The integrated modules/units, if implemented in the form of software functional units and sold or used as separate products, may be stored in a computer readable storage medium. Based on such understanding, all or part of the flow in the method of the embodiments described above can be realized by a computer program, which can be stored in a computer-readable storage medium and can realize the steps of the embodiments of the methods described above when the computer program is executed by a processor. . Wherein the computer program comprises computer program code, which may be in the form of source code, object code, an executable file or some intermediate form, etc. The computer-readable medium may include: any entity or device capable of carrying the computer program code, recording medium, usb disk, removable hard disk, magnetic disk, optical disk, computer Memory, Read-Only Memory (ROM), Random Access Memory (RAM), electrical carrier wave signals, telecommunications signals, software distribution medium, and the like.
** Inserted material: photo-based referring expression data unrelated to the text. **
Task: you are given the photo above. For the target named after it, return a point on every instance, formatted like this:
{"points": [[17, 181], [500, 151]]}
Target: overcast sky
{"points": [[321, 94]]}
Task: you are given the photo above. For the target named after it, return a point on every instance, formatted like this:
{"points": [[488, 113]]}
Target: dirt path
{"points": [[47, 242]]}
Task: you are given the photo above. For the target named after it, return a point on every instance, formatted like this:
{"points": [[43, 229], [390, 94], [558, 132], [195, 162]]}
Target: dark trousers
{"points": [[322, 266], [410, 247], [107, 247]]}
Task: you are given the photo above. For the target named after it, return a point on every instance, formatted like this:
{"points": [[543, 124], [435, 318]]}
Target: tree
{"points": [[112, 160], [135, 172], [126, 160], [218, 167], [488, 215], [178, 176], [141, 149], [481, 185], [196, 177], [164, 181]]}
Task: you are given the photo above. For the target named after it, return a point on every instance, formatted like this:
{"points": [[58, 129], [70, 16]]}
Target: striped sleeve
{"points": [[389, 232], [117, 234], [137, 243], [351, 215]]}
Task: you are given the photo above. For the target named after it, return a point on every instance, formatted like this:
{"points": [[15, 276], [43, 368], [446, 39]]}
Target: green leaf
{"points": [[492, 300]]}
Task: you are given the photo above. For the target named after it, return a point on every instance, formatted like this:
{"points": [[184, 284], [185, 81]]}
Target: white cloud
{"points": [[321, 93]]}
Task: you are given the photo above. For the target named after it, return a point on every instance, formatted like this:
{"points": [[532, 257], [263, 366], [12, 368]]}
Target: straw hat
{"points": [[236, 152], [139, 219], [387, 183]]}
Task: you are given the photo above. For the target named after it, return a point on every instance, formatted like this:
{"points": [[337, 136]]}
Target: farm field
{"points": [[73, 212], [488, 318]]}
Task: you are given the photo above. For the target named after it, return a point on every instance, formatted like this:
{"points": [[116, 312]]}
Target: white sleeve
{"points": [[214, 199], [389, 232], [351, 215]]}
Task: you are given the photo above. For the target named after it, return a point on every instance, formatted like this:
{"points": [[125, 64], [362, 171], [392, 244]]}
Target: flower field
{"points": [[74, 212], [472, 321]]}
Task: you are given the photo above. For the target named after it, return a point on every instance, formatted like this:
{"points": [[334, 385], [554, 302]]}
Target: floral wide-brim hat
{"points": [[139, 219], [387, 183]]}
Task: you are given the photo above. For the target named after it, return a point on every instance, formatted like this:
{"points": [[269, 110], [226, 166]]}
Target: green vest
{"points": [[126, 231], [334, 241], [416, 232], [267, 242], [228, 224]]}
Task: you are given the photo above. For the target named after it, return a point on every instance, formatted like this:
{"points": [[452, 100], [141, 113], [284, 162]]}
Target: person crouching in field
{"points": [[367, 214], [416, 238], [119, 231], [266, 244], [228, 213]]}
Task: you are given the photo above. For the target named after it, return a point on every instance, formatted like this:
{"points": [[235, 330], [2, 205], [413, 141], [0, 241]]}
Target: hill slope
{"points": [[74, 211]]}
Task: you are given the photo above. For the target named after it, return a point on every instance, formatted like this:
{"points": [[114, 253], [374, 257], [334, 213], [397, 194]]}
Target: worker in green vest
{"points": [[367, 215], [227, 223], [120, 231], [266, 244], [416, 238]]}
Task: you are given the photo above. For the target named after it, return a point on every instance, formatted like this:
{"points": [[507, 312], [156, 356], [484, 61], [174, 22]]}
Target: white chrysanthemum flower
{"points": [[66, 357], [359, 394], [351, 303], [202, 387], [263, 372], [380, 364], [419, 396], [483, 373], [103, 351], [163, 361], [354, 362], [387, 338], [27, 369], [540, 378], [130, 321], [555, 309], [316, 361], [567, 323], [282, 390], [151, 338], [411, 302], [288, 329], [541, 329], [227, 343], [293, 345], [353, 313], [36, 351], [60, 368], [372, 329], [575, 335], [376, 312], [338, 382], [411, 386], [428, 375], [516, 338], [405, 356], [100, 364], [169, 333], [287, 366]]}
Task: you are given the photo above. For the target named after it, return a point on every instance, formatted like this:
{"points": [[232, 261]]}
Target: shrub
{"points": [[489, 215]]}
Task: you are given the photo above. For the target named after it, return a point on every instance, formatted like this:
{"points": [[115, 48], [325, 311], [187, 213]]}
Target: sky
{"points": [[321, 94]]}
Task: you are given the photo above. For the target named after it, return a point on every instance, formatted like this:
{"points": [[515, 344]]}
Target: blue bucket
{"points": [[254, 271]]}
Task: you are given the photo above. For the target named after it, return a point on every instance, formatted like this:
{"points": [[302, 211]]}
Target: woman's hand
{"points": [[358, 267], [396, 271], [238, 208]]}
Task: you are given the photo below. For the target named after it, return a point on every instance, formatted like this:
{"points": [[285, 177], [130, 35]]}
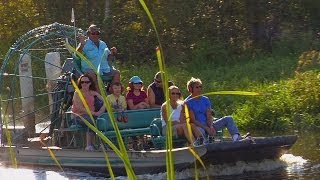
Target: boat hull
{"points": [[258, 149], [141, 161]]}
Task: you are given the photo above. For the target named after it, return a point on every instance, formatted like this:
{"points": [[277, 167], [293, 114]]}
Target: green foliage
{"points": [[288, 104]]}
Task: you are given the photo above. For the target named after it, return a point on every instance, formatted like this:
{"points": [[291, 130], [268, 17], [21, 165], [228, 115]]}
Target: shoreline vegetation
{"points": [[278, 56]]}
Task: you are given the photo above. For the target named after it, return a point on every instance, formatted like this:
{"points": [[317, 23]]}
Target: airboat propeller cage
{"points": [[29, 75]]}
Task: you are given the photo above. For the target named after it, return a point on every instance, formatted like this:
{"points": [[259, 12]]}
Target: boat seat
{"points": [[71, 129], [77, 66], [158, 139], [137, 125]]}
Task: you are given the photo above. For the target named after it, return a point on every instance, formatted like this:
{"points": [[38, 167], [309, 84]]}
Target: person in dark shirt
{"points": [[155, 91]]}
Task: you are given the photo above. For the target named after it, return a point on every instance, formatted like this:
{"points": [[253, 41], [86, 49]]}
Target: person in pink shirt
{"points": [[136, 97], [87, 89]]}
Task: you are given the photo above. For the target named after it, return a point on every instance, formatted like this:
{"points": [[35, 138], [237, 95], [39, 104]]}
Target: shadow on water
{"points": [[301, 162]]}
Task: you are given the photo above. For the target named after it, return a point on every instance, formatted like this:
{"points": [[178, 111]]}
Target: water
{"points": [[301, 162]]}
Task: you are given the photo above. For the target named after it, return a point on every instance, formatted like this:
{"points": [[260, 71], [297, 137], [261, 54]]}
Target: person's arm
{"points": [[152, 98], [182, 115], [131, 105], [113, 52], [210, 122], [82, 40], [164, 113], [194, 121], [78, 103], [103, 108], [123, 102]]}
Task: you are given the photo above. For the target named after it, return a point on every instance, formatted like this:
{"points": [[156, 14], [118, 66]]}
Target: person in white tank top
{"points": [[176, 116]]}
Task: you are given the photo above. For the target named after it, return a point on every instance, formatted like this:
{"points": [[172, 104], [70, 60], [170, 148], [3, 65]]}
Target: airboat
{"points": [[36, 91]]}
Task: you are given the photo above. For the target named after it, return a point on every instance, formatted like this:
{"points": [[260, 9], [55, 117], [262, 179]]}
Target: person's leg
{"points": [[195, 130], [185, 133], [227, 122], [116, 76], [93, 76], [90, 138]]}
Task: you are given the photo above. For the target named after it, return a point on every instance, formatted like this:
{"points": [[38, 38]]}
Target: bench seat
{"points": [[138, 123]]}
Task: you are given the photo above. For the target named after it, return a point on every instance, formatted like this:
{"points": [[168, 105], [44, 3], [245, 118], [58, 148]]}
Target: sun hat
{"points": [[135, 79]]}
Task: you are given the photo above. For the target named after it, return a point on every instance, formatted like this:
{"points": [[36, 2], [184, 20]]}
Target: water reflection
{"points": [[301, 162]]}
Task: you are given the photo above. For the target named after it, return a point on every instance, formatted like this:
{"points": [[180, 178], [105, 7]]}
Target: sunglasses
{"points": [[157, 81], [85, 82], [95, 33]]}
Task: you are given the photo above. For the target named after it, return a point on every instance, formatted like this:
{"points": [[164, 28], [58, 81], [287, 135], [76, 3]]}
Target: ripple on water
{"points": [[287, 166]]}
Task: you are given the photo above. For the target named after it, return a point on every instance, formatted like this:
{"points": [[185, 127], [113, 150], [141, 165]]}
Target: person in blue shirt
{"points": [[201, 113], [98, 53]]}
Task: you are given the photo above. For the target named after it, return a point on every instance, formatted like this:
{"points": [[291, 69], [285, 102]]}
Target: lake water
{"points": [[301, 162]]}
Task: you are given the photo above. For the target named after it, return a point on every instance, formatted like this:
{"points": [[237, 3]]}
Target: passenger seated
{"points": [[88, 90], [98, 53], [136, 96], [118, 101], [155, 91], [177, 117]]}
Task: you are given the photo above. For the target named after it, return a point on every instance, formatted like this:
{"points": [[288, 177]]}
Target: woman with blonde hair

It should be noted that the computer readable medium may contain other components which may be suitably increased or decreased as required by legislation and patent practice in jurisdictions, for example, in some jurisdictions, computer readable media which may not include electrical carrier signals and telecommunications signals in accordance with legislation and patent practice.
The above-mentioned embodiments are only used for illustrating the technical solutions of the present application, and not for limiting the same; although the present application has been described in detail with reference to the foregoing embodiments, it should be understood by those of ordinary skill in the art that: the technical solutions described in the foregoing embodiments may still be modified, or some technical features may be equivalently replaced; such modifications and substitutions do not substantially depart from the spirit and scope of the embodiments of the present application and are intended to be included within the scope of the present application.